# Useful Miscarriage information - give your thoughts



## Lucky777

According to a 2008 study published in the journal, Obstetrics & Gynecology, miscarriage risk falls rapidly with advancing gestation. The researchers studied miscarriage rates of 697 women and found that the risk of miscarriage at 6 weeks gestation was 9.4%. At 7 weeks gestation, the risk of miscarriage fell to 4.2%, and at 8 weeks of gestation, it fell to 1.5%. The overall miscarriage rate for this group of women was 1.6% (11 of the 697 women miscarried at some point during their pregnancies). 

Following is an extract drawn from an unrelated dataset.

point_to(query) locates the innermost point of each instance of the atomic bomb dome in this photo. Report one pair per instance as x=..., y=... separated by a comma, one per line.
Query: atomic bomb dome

This study involved women who did not have any symptoms of miscarriage when they were first enrolled in the study, and where evidence of fetal heartbeat was seen via ultrasound during their first prenatal visit (the first visit took place between week 6 and week 11 gestation). 

So, if you have seen a fetal heartbeat on the ultrasound, and if you are not experiencing any symptoms of a miscarriage (i.e. heavy cramping, bleeding), then your risk of miscarriage is likely to be similar to the women in this study. 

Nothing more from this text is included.